Is it possible to find a sequence to make all values 1 for a graph where nodes with binary values have exactly 2 directed incoming and outgoing edges

Question

Hello everyone I asked this question here before, but I would like to share it again.

Imagine a graph with N nodes and each node has exactly 2 leaving directed edges and 2 incoming directed edges. Each node can take values {0,1}.

Now here is the catch, at the start all nodes have value 0 . You can visit a node however you like but when you visit a node it's value and it's connected nodes with 1 edge changes their values. Is it possible to follow a sequence where one makes all nodes values 1.

For example:

There is a graph like:

Nodes = {A,B,C,D,E}
Edges = {A -> B, A -> C,  
         B -> C, B -> D, 
         C -> D, C -> E, 
         D -> E, D -> A,
         E -> A, E -> B }

Now when we follow sequence {A,B,C,D,E} values of each node will be as follows:

A	B	C	D	E
1	1	1	0	0
1	0	0	1	0
1	0	1	0	1
0	0	1	1	0
1	1	1	1	1

As you can see at last visit all nodes became 1.

So what I want to figure out is, is it possible to find a sequence for all possible graphs generated by the rules mentioned above?

How can I prove or disprove this? Any help would be appreciated. Thank you!

Answer 1

Some graphs may have shorter solutions, but visiting every node once will always work (with the conditions you've specified). Each node will change its value three times: once when you visit that node, and once when you visit the source of each of its incoming edges. So the value of that node will go from $0$ to $1$ to $0$ to $1$.

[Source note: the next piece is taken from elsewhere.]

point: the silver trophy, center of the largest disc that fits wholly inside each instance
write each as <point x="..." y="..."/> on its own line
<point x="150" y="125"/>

For an example of a graph where a shorter solution exists, consider the graph with nodes $A$, $B$, $C$, $D$, $E$, $F$ and twelve edges:

• The six edges $A \to B$, $B \to C$, $C \to D$, $D \to E$, $E \to F$, $F \to A$;
• The six edges $A \to C$, $B \to D$, $C \to E$, $D \to F$, $E \to A$, $F \to B$.

Then visiting nodes $A$ and $D$ is enough to toggle all six nodes, due to the edges $A \to B, A \to C, D \to E, D \to F$.